Wegweisend ist der synoptische Ansatz. Auch wenn die Zusätze als Appendix zur Septuaginta bei der Betrachtung weitgehend ausgeklammert sind, liegt in der Studie von K. eine für die Forschung dringend benötigte Synopse der drei Textfassungen in den ersten Ansätzen bereits vor. Erst ein linear abgedruckter synoptischer Text (möglichst mit Übersetzung), der auch den Zusätzen das ihnen gebührende Gehör verschafft, lädt die Auslegung dazu ein, die drei Traditionen als gleichwertige Geschwister in ihrer erst noch nachhaltig zu bestimmenden Abhängigkeit zu würdigen.2

Ein Stellenregister hätte der für die Rezeption überaus hilfreichen Auflistung der Autoren und Sachen gut zur Seite gestanden. Eine gewisse epische Breite bei der Darstellung vor allem der ansonsten umsichtig diskutierten Sekundärliteratur kann gelegentlich beim Leser ebenso zur Ermüdung führen wie die partiell erdrückende Sammlung exegetischer Quisquilien.

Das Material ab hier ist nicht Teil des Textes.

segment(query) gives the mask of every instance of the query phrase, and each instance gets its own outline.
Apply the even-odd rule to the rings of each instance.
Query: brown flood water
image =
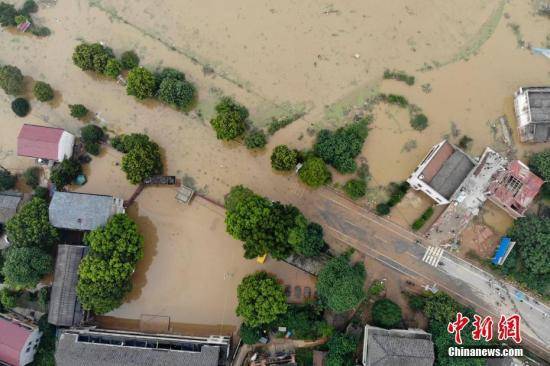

Dennoch, eine gründliche Auslegung des Buches Esther, nach welcher textlichen Tradition auch immer, wird künftig die basalen traditions- und redaktionsgeschichtlichen Einsichten dieser bemerkenswerten Dissertation nicht umgehen können. Für die wissenschaftliche Gemeinde wäre nun ein Kommentar wünschenswert, der die interdependente Komplexität der drei Überlieferungen in ihrer theologischen Essenz am Text überzeugend darstellt. Ein erster Meilenstein zu diesem Desiderat der Forschung liegt uns mit K.s Studie bereits in den Händen.

Fussnoten:

1) Ausführlich berichtet H. M. Wahl, Esther-Forschung, ThR 66, 2001, 103-130.

2) So schon H. M. Wahl, Das Buch Esther als methodisches Problem und hermeneutische Herausforderung, Biblical Interpretation 9, 2001, 36.